Хотелось бы пожелать Поповскому: Марк, кого вы не любите, кому мстите, пишите о нем сами, не заслоняясь другими и не приписывая другим собственных о Довлатове мыслей! И отличайте впредь, пожалуйста, вымышленного литературного персонажа от реального человека — это к Саше Баламуту приехала его незаконнорожденная дочка с семимесячным пузом, а в жизни Довлатова ничего подобного не случалось! И никакого отношения к прозе Сергея Довлатова не имеют наблюдения Петра Вайля над Сережей Довлатовым, потому что в свою прозу этот большой, сложный, трагический человек входил как в храм, сбросив у его дверей все, что полагал в себе дурным и грязным. У меня иной подход к литературе, мы с Сережей об этом часто спорили на наших бесконечных прогулках окрест 108-й улицы в Форест-Хиллсе; мне казалось, что даже из литературы нельзя творить кумира, но уж никак я не могу назвать его тонко стилизованную прозу безнравственной. Неблагодарное, бессмысленное занятие превращать писателя Довлатова в какого-нибудь Селина, маркиза де Сада или, на худой конец, Андрея Битова.

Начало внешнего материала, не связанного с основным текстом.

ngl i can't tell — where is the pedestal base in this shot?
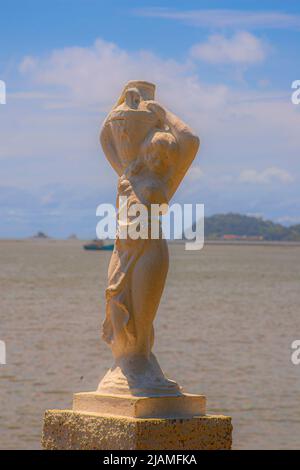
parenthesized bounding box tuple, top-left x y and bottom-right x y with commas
(73, 392, 206, 418)
(42, 410, 232, 450)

Другой почерк, другой литературный тип, но Марк Поповский с его деревянным ухом этого, увы, не уловил. Так же, как мнимого автобиографизма прозы Довлатова, а потому и написал такую обидную для него, будь Сережа жив, фразу, что в его книгах нет ни одного созданного автором художественного образа. Вот уж пальцем в небо! Все персонажи Довлатова смещены супротив реальных, присочинены, а то и полностью вымышлены, хоть и кивают и намекают на какие-то реальные модели.
Среди его моделей был и Марк Поповский — зря Поповский об этом умалчивает. Сережа знал о его обиде и, когда тяжело заболел, написал ему покаянное письмо. А мне он говорил, что сожалеет, что недостаточно замаскировал персонажа, в котором Поповский признал себя и обиделся. Именно эта обида, я думаю, и двигала Марком Поповским, когда он сначала опубликовал в немецком русскоязычном журнале разносную статью о прозе Довлатова, а теперь вот объявил его чуть ли не родоначальником пасквиля в русской диаспорной литературе.